TreasuryReferenceSecurity
BloombergReferencePage
FixedSpread
PrincipalAmountTendered
TotalConsideration(a)
8.250% notes due 2018(b)(c)
674812AK8 $125,000,000
0.750% USTdue 7/31/2018
FIT1 +65 bps
$96,689,000
$1,128.44
6.300% notes due 2019(d)
25179MAH6 $700,000,000
0.750% USTdue 7/15/2019
FIT1 +95 bps
$519,725,000
$1,107.70 (a) Per $1,000 principal amount.
Total Consideration (as defined below) calculated on the basis of
pricing for the U.S. Treasury Reference Security as of 2:00 p.m.,
New York City time, on August 10, 2016. (b) Issuer: Devon OEI
Operating, L.L.C. (c) Includes approximately $48 million principal
amount of privately placed notes. (d) Issuer: Devon Energy
Corporation.
The Offers were made pursuant to the terms and conditions set
forth in the offer to purchase, dated August 4, 2016, and the
related letter of transmittal and notice of guaranteed delivery
(the “Tender Offer Documents”) to
purchase for cash any and all of the 8.250% notes due 2018 (the
“2018 Notes”) and the 6.300% notes due
2019 (the “2019 Notes” and, together
with the 2018 Notes, the “Notes”)
listed in the table above.
The Offers expired at 5:00 p.m., New York City time, on August
10, 2016 (such time and date, the “Expiration
Date”). Holders of Notes were required to validly tender and
not validly withdraw their Notes prior to or at the Expiration Date
to be eligible to receive the Total Consideration.

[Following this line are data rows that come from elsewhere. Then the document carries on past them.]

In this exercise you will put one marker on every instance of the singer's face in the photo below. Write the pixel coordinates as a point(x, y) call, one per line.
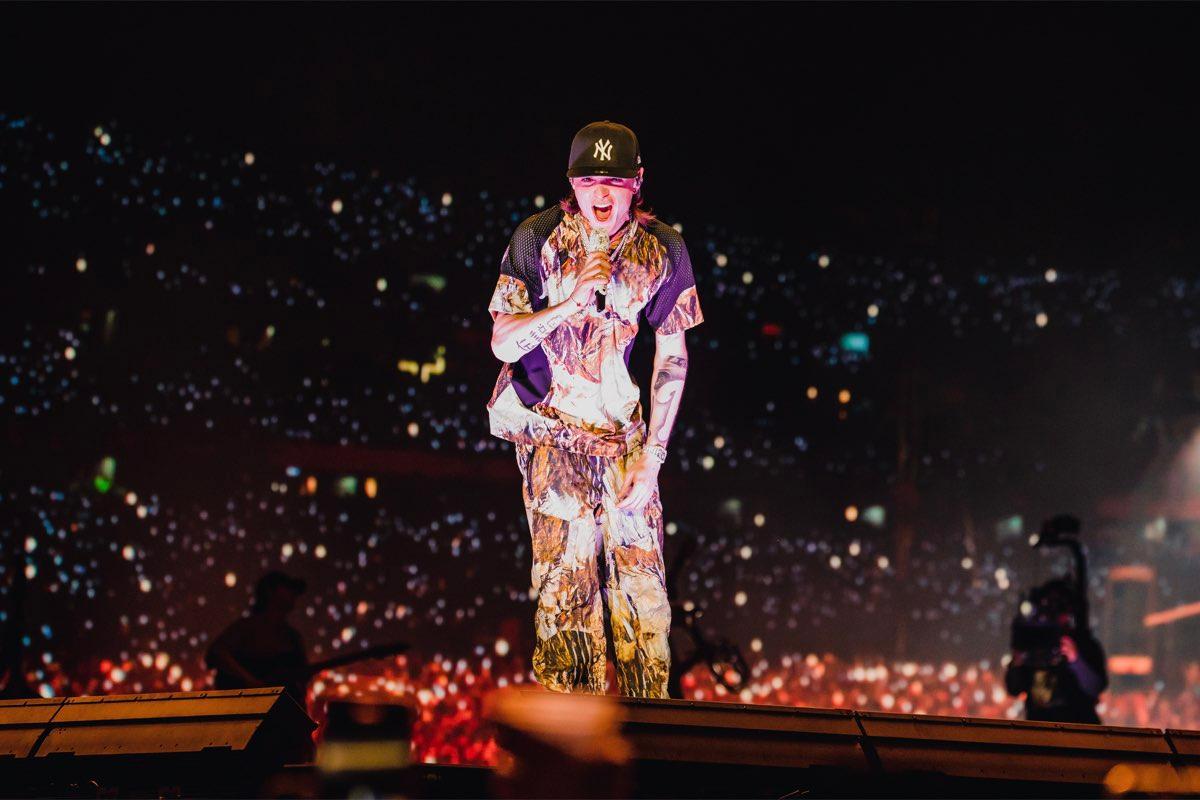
point(604, 200)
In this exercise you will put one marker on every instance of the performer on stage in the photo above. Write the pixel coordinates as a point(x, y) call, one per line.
point(573, 283)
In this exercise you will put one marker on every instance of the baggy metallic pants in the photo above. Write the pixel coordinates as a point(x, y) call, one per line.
point(588, 555)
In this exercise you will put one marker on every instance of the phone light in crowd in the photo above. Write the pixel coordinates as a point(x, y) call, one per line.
point(856, 342)
point(1011, 527)
point(436, 282)
point(1152, 780)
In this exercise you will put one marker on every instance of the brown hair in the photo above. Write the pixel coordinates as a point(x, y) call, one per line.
point(643, 215)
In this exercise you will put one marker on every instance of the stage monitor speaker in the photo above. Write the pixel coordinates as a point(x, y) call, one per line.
point(1000, 750)
point(732, 733)
point(132, 743)
point(22, 725)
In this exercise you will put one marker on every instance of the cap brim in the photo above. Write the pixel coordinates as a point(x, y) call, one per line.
point(583, 172)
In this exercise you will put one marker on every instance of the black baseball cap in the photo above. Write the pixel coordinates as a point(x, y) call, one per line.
point(276, 578)
point(604, 149)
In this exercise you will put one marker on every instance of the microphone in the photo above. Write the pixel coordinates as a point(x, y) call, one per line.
point(597, 241)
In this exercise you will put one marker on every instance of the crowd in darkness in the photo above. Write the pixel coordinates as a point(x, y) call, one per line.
point(192, 332)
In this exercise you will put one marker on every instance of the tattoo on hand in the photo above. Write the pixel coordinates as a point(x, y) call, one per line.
point(667, 392)
point(534, 336)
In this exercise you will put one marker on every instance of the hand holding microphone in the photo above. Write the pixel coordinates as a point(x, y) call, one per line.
point(595, 242)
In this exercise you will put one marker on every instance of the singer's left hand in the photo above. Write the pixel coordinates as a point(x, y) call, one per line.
point(640, 483)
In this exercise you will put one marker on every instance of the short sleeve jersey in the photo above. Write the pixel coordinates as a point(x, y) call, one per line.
point(574, 391)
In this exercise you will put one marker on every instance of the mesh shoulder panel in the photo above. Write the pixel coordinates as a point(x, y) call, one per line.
point(522, 258)
point(679, 276)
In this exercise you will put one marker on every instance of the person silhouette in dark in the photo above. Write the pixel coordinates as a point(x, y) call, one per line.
point(1056, 661)
point(263, 649)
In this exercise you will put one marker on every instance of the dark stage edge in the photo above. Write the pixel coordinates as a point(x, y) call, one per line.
point(229, 744)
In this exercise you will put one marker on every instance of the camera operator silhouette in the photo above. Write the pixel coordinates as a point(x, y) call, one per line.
point(1056, 661)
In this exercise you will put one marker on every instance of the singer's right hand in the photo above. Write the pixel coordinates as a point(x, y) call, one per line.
point(594, 275)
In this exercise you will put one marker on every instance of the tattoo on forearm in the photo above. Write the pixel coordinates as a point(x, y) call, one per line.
point(533, 337)
point(667, 394)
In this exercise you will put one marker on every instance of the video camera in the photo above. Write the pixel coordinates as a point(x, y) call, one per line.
point(1056, 607)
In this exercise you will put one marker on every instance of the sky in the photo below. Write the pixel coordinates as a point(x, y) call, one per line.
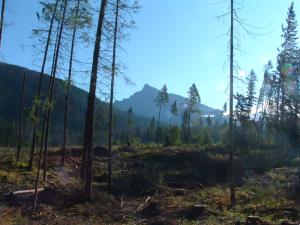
point(175, 42)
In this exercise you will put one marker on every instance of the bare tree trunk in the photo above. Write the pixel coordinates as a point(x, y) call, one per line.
point(63, 157)
point(47, 114)
point(189, 126)
point(87, 156)
point(231, 132)
point(21, 117)
point(36, 111)
point(158, 121)
point(278, 115)
point(51, 92)
point(112, 97)
point(2, 20)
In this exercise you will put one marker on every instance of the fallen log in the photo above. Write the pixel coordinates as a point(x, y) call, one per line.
point(12, 195)
point(254, 220)
point(30, 191)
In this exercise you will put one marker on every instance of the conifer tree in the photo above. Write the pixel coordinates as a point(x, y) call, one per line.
point(21, 109)
point(161, 100)
point(173, 111)
point(2, 19)
point(192, 101)
point(87, 156)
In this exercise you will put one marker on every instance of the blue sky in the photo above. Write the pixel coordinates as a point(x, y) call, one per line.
point(175, 43)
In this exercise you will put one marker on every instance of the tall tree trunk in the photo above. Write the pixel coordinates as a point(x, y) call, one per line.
point(278, 114)
point(21, 117)
point(158, 121)
point(282, 115)
point(2, 20)
point(51, 92)
point(113, 70)
point(189, 126)
point(231, 132)
point(68, 87)
point(47, 112)
point(36, 111)
point(87, 156)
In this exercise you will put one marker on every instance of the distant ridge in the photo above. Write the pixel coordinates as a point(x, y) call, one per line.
point(142, 103)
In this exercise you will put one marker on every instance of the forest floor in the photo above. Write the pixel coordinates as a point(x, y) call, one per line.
point(166, 186)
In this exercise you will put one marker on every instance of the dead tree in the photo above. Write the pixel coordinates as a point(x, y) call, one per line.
point(21, 108)
point(87, 156)
point(231, 135)
point(69, 84)
point(37, 106)
point(233, 33)
point(51, 92)
point(2, 20)
point(109, 172)
point(47, 115)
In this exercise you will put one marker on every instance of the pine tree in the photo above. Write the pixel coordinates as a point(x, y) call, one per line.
point(161, 100)
point(2, 19)
point(288, 76)
point(21, 109)
point(173, 111)
point(37, 99)
point(87, 157)
point(192, 101)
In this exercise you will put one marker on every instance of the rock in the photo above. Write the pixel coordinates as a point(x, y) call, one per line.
point(179, 192)
point(254, 220)
point(288, 223)
point(160, 221)
point(151, 209)
point(194, 212)
point(101, 151)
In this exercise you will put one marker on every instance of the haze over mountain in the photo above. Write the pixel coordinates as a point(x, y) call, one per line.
point(10, 85)
point(142, 103)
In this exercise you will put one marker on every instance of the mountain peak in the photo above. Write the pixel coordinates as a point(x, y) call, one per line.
point(147, 86)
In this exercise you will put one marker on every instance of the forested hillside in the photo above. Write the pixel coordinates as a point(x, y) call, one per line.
point(11, 77)
point(143, 103)
point(154, 158)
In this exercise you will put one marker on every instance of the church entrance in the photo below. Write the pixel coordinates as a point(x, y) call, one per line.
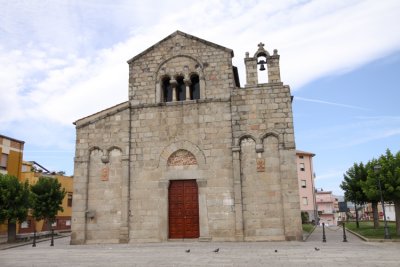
point(183, 209)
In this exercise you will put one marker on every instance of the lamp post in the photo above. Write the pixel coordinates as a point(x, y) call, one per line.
point(377, 169)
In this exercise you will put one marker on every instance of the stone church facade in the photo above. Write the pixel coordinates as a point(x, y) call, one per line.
point(191, 154)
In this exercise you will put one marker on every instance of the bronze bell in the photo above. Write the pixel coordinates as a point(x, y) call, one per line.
point(262, 62)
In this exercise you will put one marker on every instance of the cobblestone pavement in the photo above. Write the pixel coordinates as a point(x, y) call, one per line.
point(313, 252)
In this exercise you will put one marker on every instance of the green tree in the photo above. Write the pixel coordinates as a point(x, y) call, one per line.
point(371, 189)
point(351, 186)
point(14, 203)
point(390, 181)
point(47, 197)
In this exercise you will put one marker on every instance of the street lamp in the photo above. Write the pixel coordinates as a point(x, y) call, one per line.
point(377, 169)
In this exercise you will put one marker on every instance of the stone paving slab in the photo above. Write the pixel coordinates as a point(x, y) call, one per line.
point(332, 253)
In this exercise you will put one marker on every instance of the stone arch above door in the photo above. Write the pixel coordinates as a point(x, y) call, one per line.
point(175, 152)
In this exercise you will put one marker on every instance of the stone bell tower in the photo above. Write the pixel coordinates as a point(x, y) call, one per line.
point(265, 179)
point(262, 57)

The “Total Consideration” listed in
the table above for each $1,000 principal amount of each series of
Notes validly tendered and accepted for purchase pursuant to the
Offers was determined in the manner described in the Tender Offer
Documents by reference to a fixed spread specified in the table
above plus the yield to maturity based on the bid-side price of the
applicable U.S. Treasury Reference Security specified in the table
above at 2:00 p.m., New York City time, on August 10, 2016.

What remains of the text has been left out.